La préparation Barbare du XV de France

La préparation pour la coupe du monde à peine commencer que les joueurs du XV de France s’avouent déjà exténués  mais motivés …

Entre wattbike et TUB2, de drôles d’acronymes ou d’abscons termes anglais ont envahi cette semaine le programme du XV de France, lancé dans une éprouvante préparation physique en vue de la Coupe du monde. « Venez le faire, comme ça vous saurez vraiment de quoi vous parlez dans les journaux ». Adossé à l’ombre d’un poteau, une pâte de fruit rouge dans la main, le talonneur Dimitri Szarzewski alpague sourire en coin les quelques journalistes venus observer vendredi une séance de « crossfit » au Centre national du rugby de Marcoussis.

On n’aurait pas trop envie d’être à leur place: voir défiler trois groupes de 12 sportifs de haut niveau suant, grimaçant ou râlant autant, cela situe bien la difficulté de l’épreuve. Au menu, deux fois huit minutes d’effort, comprenant du rameur, de lourdes cordes à soulever, des coups de masse (10 ou 15 kg) à asséner sur des pneus de tracteur et du vélo.

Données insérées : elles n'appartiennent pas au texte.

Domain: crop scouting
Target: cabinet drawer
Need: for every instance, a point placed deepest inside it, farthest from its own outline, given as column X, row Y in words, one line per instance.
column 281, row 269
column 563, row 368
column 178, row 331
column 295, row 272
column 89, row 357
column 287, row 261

Sous les bruyants encouragements de l’encadrement, dont le manager Philippe Saint-André, les joueurs encaissent aussi les 8 sprints de 10 secondes sur le Wattbike, un vélo d’entraînement bien particulier. « Plus on force, plus c’est dur », résume le deuxième ligne Alexandre Flanquart.

Dumoulin: « Tu mets plusieurs minutes à reprendre une marche normale »

« C’est une nouvelle machine de torture qu’ils ont trouvée je ne sais pas où », poursuit le centre Alexandre Dumoulin. « Tu as les cannes qui engorgent très vite et tu mets plusieurs minutes à reprendre une marche normale ». « C’est très très dur, ça nous met directement dans le rouge au niveau des jambes », abonde Gaël Fickou. « C’est un peu ce qu’on ressent en match quand on fait deux-trois sprints et qu’il y a une contre-attaque ».

Effectivement, après l’enchaînement d’exercices, les 12 victimes ont bien du mal à reprendre leur souffle. « On reste debout, c’est important », crie pourtant le préparateur physique Julien Deloire, le bourreau du groupe. Depuis lundi, les 36 élus en bavent, comme promis par Saint-André et ses adjoints Yannick Bruet Patrice Lagisquet, qui espèrent ainsi « optimiser » leurs troupes pour le Mondial anglais (18 septembre – 31 octobre). Et cela va au-delà des traditionnelles séances de cardio et musculation.

Kockott: « Mettre le réveil »

« C’est parti sur un rythme élevé et on a déjà des courbatures », souligne ainsi le talonneur Guilhem Guirado, qui a dû se soumettre comme les autres aux tests préliminaires, « TUB2 » (test de l’Université de Bordeaux 2) et « yoyo test ». Le premier se déroule « autour de la piste » d’athlétisme du terrain d’honneur, détaille Alexandre Flanquart. « Ça consiste en trois minutes d’effort, une minute de récup ». Et au fur et à mesure, l’intensité augmente. « A chaque bip de la machine, il faut être à un plot et à chaque palier la vitesse s’accélère », poursuit le deuxième ligne.

Le « yoyo test » se déroule entre deux plots espacés de 20 m sur un terrain. Là encore, les « bips » rythment l’exercice, à un tempo de plus en plus frénétique.« C’est le plus dur au niveau de l’intensité et du mental », estime le demi de mêléeRory Kockott. « Du coup il n’y a pas trop de bruit dans le couloir entre midi et trois heures ! 99% des gens font la sieste. Même le staff est fatigué. Et il faut mettre le réveil ».

Pour tenir, la fréquence des repas a été aménagée. « On ne mange pas plus mais plus souvent: on prend des petites portions pour récupérer ce qu’on vient de perdre », explique Guirado. « On est un peu des robots, on suit ce qui nous a été concocté », ajoute le Toulonnais en souriant. Et ça ne fait que commencer: le stage délocalisé à Tignes (Savoie) à partir de mercredi prochain est décrit comme encore plus éreintant. Ça promet.